China crippled CIA by killing US sources — Michael Caputo to testify before the House intelligence committee over accusations of Russian meddling — Australia’s Cyber Security head rejects restrictions on intelligence agencies — India’s intelligence agencies helped in funding Kashmir separatists
Up to 20 CIA informants were killed or imprisoned by the Chinese government between 2010 and 2012, the New York Times reports, damaging US information-gathering in the country for years.
It is not clear whether the CIA was hacked or whether a mole helped the Chinese to identify the agents, officials told the paper.
They said one of the informants was shot in the courtyard of a government building as a warning to others.
The CIA did not comment on the report.
Four former CIA officials spoke to the paper, telling it that information from sources deep inside the Chinese government bureaucracy started to dry up in 2010. Informants began to disappear in early 2011.
The CIA and FBI teamed up to investigate the events in an operation one source said was codenamed Honey Badger.
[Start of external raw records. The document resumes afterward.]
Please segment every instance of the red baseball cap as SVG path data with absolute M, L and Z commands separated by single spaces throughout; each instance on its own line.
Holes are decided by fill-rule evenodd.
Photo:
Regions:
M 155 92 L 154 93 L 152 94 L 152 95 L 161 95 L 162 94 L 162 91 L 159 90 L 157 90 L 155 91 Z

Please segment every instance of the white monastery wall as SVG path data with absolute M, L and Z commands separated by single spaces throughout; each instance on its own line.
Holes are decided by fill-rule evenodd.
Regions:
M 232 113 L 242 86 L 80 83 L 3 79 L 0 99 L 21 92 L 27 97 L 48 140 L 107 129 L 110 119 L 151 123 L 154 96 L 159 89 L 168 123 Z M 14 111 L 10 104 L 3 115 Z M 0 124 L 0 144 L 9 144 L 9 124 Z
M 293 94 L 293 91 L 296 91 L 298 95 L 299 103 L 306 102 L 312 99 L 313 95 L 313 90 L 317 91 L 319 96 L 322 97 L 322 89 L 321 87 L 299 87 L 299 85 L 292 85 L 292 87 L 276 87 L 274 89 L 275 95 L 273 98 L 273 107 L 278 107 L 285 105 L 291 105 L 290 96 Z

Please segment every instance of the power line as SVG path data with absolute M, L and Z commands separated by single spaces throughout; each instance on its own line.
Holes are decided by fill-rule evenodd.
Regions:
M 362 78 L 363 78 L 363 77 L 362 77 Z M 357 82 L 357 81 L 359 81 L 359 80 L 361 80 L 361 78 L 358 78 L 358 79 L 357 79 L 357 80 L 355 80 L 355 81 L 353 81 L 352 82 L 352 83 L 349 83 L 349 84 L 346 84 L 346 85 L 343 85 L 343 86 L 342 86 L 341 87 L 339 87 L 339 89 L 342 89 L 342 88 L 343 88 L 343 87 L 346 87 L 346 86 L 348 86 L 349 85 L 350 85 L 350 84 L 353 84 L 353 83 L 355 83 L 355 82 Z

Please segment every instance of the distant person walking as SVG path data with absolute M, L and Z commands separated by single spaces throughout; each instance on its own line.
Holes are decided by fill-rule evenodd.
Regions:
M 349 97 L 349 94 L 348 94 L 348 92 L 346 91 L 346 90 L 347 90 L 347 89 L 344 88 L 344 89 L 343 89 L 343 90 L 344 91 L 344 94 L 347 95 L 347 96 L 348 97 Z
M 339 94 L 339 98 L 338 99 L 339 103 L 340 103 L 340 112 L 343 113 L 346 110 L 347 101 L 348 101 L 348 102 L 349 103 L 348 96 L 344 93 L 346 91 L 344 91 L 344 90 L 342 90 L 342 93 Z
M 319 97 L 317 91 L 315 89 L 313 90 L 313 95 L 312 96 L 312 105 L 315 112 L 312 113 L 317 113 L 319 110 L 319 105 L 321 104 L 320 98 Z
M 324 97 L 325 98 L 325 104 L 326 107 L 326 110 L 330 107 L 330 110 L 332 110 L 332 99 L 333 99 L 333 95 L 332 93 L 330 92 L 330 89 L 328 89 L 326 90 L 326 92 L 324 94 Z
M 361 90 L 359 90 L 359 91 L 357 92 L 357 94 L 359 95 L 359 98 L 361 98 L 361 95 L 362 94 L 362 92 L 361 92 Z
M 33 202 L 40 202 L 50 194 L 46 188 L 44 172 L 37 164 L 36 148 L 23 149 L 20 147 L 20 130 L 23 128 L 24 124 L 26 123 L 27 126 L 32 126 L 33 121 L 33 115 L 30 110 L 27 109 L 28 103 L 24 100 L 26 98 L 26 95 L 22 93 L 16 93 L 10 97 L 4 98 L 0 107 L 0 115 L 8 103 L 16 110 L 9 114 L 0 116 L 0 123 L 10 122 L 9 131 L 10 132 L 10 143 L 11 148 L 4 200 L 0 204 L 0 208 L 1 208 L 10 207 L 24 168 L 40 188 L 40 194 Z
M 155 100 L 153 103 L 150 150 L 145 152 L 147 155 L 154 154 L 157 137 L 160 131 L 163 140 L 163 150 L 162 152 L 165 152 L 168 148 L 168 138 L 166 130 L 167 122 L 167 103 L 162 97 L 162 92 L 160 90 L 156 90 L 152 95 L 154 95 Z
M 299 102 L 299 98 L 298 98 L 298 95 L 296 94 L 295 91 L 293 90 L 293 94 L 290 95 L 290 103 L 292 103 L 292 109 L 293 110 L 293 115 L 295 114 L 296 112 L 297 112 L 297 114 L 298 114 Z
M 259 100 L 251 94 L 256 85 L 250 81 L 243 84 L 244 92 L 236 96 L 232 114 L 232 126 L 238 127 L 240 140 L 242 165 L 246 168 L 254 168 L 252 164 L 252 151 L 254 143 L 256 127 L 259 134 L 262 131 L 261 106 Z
A former Trump campaign adviser has been asked to testify before the House intelligence committee over accusations of Russian meddling in the 2016 election.
The Guardian has confirmed that Michael Caputo, a campaign aide to Trump for much of the presidential primary, has been asked to submit to a voluntary interview with the committee and provide any documents requested. The committee’s request was first reported by Maggie Haberman of the New York Times.
It comes as Trump is facing increased scrutiny over allegations about his campaign’s ties to Russia. Former FBI director Robert Mueller was appointed as a special counsel this week to investigate Trump’s campaign and the Washington Post has reported that a current White House official is a “person of interest” in the ongoing investigation.
Australia’s top Cyber Security Adviser says it’s fanciful to suggest governments should create conventions to control cyber warfare.
About five Australian companies have now been hit by the same malicious software attack that’s infected hundreds of thousands of computers worldwide, and shut down government departments in Europe.
The “malware”, as it’s known, was developed from software stolen from the US National Security Agency.
But calls for governments to regulate their own computer hacking have been dismissed.
Amarjit Dulat, the leading figure among the spies who have handled Kashmir, wrote openly in a book he published in 2015 that money has been coming to Kashmir not just from Pakistan but also from New Delhi.
He should know. For more than two decades, he has engaged in competitive deal-making with various Hurriyat leaders, to outbid his Pakistani counterparts. Dulat is not the only one. Overall, India’s so-called intelligence set-up has been doing this for decades.
That’s not all. That is only part of what they have been up to. An even more astounding part of the shenanigans in Kashmir is that the intelligence agencies have routinely arranged jobs and promotions for close relatives of the most active anti-India leaders.